Dans un "éclairage sur l'évolution de l'économie française depuis la récession de 2009", l’Institut national de la statistique souligne la faiblesse de la reprise observée ces deux dernières années, qui n’ont pas permis à l’économie française de retrouver son niveau de 2007.

« Deux ans après la sortie de récession, l'économie française retrouve tout juste le niveau d'activité de 2008, la production manufacturière demeurant même inférieure de plus de 5% à son niveau d'avant-crise », souligne l’Insee. Résultat, le PIB tricolore est inférieur de 7,5% à celui qui aurait été réalisé s'il n'y avait pas eu de crise. Ce chiffre représente 140 milliards d'euros d'activité et 70 milliards d'euros de recettes fiscales en moins dans les caisses de l’Etat, selon l’institut.

Seul le secteur agroalimentaire a retrouvé son niveau d’avant-crise, souligne l’Insee, les autres industries manufacturières (biens d'équipement, matériels de transport et "autres") affichant une activité inférieure de 5%. Pour la cokéfaction et le raffinage, le retard d’activité culmine à 22%.

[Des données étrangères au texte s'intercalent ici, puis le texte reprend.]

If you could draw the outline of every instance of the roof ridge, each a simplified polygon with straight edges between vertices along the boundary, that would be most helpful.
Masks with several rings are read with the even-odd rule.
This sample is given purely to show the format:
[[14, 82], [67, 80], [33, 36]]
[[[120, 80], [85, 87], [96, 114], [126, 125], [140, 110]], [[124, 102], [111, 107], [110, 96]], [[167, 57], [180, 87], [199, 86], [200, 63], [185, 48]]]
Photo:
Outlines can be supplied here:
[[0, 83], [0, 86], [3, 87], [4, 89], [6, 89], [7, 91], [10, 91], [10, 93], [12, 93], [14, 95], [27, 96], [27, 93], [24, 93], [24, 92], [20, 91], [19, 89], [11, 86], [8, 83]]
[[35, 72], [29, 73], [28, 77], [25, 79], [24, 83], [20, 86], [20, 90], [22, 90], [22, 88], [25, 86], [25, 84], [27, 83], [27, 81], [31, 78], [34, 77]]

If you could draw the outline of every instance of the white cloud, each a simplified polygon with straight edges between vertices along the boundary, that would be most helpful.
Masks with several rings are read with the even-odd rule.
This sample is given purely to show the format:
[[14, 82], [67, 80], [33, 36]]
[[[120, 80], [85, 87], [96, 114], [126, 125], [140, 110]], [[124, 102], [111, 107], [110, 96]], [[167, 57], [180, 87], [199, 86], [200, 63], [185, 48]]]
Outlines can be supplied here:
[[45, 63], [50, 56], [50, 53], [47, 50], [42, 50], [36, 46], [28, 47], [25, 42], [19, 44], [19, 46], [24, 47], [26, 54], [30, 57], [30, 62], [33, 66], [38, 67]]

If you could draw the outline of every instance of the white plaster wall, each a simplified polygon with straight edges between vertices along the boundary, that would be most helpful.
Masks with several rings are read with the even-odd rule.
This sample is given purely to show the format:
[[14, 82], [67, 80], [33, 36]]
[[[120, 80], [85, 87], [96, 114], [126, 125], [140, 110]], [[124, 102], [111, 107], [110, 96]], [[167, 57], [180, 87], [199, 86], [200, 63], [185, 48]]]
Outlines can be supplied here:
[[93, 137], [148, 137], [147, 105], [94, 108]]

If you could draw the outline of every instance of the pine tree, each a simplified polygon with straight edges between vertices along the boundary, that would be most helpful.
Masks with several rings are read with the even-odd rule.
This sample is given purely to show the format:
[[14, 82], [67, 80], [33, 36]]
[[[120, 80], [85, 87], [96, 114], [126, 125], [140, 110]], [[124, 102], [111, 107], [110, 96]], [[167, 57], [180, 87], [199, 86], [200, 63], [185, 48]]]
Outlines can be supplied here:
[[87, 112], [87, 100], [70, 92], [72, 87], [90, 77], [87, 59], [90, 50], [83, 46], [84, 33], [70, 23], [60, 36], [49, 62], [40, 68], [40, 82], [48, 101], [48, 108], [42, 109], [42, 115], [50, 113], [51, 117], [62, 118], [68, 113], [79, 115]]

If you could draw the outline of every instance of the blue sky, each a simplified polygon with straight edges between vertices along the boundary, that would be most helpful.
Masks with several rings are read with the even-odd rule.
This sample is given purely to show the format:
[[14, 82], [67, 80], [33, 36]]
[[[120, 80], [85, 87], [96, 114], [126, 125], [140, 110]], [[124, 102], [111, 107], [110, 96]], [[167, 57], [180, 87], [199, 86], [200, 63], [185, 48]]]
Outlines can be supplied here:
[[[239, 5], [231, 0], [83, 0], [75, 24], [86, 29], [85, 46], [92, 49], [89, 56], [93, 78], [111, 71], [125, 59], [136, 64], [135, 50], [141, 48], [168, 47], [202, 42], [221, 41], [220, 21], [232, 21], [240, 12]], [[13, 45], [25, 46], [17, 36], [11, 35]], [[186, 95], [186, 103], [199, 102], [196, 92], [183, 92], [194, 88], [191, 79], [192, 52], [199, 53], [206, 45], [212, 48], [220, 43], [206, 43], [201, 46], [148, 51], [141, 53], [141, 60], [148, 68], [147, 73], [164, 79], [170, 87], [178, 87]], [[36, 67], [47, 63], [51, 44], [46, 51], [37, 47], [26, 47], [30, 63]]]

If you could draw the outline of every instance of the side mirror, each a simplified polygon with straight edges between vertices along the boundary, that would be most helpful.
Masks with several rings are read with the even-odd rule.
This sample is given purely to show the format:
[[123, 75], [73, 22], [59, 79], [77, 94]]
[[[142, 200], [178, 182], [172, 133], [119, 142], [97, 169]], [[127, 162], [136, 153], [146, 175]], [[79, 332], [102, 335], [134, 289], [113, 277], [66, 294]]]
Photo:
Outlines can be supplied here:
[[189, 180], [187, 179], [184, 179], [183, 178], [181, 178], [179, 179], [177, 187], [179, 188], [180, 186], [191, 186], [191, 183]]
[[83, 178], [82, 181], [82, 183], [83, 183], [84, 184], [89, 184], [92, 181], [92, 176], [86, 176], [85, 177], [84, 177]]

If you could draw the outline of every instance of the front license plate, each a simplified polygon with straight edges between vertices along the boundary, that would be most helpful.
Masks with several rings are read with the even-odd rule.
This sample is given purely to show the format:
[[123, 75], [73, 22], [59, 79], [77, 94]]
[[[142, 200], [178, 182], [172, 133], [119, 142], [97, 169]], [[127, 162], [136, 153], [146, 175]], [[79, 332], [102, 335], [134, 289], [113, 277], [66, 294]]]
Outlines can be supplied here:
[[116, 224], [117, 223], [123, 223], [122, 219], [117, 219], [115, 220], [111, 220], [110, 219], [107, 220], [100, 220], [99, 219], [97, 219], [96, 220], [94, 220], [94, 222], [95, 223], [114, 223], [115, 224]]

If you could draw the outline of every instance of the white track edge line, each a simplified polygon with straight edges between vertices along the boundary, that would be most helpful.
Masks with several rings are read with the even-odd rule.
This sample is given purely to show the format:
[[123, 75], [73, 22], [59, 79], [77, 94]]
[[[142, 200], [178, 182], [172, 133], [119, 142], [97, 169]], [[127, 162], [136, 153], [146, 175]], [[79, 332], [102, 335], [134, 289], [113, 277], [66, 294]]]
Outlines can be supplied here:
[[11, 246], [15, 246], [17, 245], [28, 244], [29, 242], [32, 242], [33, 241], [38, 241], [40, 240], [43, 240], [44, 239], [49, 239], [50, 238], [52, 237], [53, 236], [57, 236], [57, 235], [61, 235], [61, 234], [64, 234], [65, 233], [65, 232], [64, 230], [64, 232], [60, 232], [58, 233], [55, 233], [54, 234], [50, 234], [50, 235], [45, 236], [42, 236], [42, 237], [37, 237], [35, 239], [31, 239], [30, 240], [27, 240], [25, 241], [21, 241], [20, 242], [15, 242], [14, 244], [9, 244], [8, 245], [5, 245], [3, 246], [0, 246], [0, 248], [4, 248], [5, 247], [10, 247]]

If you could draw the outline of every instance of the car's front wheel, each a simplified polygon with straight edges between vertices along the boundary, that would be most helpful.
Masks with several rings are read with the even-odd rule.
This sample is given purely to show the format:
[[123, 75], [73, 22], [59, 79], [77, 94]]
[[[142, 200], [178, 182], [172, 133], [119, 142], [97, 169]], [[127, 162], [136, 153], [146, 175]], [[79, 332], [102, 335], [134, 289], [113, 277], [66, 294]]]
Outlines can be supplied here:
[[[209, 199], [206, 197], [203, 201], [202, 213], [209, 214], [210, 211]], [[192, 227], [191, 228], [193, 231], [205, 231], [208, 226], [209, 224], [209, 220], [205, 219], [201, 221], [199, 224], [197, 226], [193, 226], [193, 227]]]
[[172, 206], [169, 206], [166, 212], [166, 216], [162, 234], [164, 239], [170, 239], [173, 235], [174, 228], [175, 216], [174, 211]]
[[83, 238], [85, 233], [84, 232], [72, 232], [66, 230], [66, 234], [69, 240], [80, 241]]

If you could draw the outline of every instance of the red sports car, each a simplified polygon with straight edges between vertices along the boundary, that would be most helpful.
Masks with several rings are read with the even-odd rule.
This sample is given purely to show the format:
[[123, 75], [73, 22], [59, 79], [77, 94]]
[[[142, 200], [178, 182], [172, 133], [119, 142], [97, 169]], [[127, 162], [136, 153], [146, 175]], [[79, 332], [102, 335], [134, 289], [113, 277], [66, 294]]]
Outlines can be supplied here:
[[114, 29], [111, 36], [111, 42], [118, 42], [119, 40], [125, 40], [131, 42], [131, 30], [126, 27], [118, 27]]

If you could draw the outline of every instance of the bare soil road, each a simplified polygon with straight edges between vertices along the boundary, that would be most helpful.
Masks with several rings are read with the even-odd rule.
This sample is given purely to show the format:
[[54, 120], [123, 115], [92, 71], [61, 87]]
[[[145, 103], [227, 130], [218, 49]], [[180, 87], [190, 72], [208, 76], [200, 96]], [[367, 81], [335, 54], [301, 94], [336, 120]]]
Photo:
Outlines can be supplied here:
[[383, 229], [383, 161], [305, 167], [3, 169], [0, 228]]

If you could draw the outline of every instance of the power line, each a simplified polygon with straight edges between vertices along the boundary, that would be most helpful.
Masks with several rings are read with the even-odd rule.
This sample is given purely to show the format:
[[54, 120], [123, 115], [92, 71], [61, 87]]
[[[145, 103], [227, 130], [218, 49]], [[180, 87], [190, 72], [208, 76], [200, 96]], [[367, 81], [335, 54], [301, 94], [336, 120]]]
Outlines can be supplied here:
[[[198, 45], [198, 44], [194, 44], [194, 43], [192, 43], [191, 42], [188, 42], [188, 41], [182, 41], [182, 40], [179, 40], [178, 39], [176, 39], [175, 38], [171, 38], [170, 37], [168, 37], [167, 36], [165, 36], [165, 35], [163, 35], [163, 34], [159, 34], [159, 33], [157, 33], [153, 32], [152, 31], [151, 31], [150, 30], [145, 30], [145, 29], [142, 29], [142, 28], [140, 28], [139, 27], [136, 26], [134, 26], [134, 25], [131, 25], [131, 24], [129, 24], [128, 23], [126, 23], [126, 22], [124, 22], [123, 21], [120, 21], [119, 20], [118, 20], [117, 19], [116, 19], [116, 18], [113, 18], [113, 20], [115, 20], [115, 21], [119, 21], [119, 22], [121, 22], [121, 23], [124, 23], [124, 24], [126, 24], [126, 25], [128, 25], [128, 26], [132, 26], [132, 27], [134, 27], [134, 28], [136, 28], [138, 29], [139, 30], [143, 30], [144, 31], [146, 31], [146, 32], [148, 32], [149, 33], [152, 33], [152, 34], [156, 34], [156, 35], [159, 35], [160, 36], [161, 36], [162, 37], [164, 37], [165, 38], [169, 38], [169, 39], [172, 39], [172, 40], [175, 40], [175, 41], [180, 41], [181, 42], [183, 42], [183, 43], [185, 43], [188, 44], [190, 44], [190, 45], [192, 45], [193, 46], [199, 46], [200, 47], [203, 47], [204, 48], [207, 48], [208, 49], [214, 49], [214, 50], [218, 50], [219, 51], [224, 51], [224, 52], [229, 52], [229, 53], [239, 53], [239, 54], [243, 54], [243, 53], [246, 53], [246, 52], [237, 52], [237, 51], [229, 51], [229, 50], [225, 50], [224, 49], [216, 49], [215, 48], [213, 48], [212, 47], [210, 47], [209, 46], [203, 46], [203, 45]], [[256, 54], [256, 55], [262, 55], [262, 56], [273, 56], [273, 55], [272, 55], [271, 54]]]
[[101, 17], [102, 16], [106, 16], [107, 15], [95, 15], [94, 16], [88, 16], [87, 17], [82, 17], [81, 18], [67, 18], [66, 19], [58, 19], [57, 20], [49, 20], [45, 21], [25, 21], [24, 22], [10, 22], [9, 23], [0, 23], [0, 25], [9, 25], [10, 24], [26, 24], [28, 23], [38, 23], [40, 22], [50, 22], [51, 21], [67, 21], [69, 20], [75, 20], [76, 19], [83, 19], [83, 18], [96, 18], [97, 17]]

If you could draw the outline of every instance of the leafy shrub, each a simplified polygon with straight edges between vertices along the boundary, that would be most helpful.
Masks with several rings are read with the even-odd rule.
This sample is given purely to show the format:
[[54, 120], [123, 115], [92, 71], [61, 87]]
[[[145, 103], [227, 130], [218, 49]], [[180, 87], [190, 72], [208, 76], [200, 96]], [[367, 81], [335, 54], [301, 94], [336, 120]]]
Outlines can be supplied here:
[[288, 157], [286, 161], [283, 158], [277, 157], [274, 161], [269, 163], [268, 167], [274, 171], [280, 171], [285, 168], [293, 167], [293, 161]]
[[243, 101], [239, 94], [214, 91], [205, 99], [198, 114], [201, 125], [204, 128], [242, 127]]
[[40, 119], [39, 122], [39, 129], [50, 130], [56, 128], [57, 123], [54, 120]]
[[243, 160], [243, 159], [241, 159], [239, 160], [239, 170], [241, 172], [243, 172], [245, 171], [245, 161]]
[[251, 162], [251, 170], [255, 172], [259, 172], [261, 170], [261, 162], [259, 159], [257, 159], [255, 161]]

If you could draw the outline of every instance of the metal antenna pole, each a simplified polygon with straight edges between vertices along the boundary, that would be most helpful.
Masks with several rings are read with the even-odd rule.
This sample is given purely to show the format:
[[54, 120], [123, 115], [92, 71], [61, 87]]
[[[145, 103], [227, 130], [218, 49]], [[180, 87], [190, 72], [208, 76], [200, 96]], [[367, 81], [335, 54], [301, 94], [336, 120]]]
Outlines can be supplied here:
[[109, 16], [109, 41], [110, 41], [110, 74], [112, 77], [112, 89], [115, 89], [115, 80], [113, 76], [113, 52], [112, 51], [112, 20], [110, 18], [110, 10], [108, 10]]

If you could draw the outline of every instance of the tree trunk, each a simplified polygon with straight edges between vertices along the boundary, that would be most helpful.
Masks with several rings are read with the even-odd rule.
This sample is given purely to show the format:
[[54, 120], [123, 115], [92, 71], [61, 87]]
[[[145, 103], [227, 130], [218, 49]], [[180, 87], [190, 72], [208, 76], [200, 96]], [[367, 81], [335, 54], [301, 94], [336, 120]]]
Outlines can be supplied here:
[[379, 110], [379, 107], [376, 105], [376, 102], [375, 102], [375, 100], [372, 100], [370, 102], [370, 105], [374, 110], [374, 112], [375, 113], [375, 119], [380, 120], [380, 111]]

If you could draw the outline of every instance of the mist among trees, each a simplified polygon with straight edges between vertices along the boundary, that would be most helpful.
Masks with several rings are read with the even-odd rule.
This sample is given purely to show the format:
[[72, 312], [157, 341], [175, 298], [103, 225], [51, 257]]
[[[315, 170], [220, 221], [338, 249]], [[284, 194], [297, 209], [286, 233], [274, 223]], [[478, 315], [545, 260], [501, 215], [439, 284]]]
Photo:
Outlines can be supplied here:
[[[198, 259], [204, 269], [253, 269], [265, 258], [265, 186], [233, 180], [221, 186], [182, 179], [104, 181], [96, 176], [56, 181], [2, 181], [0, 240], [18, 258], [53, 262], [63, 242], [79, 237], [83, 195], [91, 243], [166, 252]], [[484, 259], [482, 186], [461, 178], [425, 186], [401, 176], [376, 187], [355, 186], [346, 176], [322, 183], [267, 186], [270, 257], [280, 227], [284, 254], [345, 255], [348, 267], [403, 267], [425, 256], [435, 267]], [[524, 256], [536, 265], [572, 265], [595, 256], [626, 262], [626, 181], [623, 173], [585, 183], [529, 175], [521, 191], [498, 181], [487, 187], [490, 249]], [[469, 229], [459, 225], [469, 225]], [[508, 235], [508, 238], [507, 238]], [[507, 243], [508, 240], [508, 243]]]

Les conséquences se font sentir dans les comptes des entreprises. Le taux de marge des sociétés produisant des biens et services non financiers a atteint fin 2011 son niveau le plus bas depuis 25 ans, en baisse de 1,5 point à 28,6%. Ce recul s'est accompagné d'une « chute » de leur épargne (-11,5%) et d'une « forte baisse » de leur capacité propre de financement (-14,6 points à 67,2%), souligne l'Insee.

Si l’Institut prévoit un retour progressif à un rythme de croissance "normal", il sera inférieur à celui escompté avant la crise.